Image: Jabulani Norman Mashele with the late former Statesman Nelson Mandela



If we ever had an ideal of installing a father Teresa of our own, Javulani Norman Mashele would definitely be the man for the title. A man who is armed with an education from the University of Limpopo but chooses to abandon his professional career and settle for working for the community.

 Javulani attended the then university of the North around early 90s during the country’s negotiations for the new dispensation. He was among the leading influential student leaders at the time, involved in student organizations against the then apartheid government.

  In the mist of the political turmoil of the 90s Javulani never hid himself but was amongst the few who dared the oppressive system from the institutions of higher learning. He graduated and headed back home with an idea of community building and empowering people with skills he enquired at Turf.

 Javulani started a community project that seeks to impart skills to budding farmers and ordinary villagers that either own a communal land or live stock. The project named Vafuwu (Farmers In TSONGA) has contributed in food security in the village as many now depend on the food they harvest from their small holdings.


Javulani’s extensive experience in community building and working for the poor and mostly rural communities has helped in saving people’s lives and live stock. His idea of developing a method where cows will put on reflectors so that at night motor vehicle drivers can easily identify that there is a cow sleeping on the road has reduced road fatalities. 


“I realized that we’re losing cows and at the same time people were dying from accidents caused by these cows and I decided to come up with this idea and it has certainly helped a bit,” Javulani said.

 “Our aim is to make sure that the farmers, especially those that have cows understand the importance of not only having the live stock but the business element of it. We have many in our communities who have many cows but really do not know the investment associated with it”, he added.

 His rural homestead Makhuva is 54 kilometers outside of Giyani and just like many villages, water is a scarce resource for the villagers who depend on a government borehole.
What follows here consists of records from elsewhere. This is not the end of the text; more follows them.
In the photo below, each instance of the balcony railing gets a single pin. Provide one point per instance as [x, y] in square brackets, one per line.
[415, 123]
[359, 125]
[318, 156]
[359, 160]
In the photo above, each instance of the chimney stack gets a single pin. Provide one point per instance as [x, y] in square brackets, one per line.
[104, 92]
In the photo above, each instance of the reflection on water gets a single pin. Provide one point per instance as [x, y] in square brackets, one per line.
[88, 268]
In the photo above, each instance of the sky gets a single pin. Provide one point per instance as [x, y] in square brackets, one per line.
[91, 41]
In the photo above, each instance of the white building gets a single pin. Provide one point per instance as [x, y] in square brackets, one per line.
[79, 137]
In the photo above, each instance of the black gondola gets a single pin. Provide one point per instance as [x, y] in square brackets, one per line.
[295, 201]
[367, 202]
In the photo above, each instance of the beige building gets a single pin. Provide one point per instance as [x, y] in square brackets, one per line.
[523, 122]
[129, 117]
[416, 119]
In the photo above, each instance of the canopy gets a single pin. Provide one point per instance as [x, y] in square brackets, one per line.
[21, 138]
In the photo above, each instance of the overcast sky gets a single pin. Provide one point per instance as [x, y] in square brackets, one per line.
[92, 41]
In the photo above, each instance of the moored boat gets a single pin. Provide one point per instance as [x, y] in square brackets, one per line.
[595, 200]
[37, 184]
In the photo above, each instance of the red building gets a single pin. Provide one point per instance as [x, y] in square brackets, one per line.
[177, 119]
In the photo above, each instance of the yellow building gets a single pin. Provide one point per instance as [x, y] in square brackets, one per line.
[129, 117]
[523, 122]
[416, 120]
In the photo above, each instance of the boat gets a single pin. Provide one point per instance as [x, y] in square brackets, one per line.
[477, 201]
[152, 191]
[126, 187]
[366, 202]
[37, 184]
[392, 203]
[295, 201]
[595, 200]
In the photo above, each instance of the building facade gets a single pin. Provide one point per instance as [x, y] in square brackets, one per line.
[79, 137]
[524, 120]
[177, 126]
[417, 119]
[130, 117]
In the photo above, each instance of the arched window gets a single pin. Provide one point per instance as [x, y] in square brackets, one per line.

The borehole machine is constantly broken into and people steal it, leaving the community with a bigger challenge of having to try other means of getting water like using the nearby river as a source.


The machine has been stolen a number of times and it took some time to have another one installed. The government only installed the machine and no security was put in place to prevent it from being accessed by thieves. So Javulani decided to camp every night next to the machine to safe guard it from criminals, doing all this out of free will with no payment from the community or the government. He has devoted his time to serve his people and help out to build a better community with good deeds.


Happy Chauke, one of the community leaders and a librarian in the village describes Javulani as someone who refuses to participate in factionalism or anything that divides the community but instead chooses to be a community builder and contributor.

 “This man has contributed a lot to our community, he has sacrificed for the people and donated some of his books to the library”, Chauke said.

 “I wish we could have more people like him, who are willing to do good and expect nothing in return”,  Happy continued praising the good deeds of Javulani Mashele.


It’s inspiring to hear about people that are willing to abandon their dreams and sacrifice for others.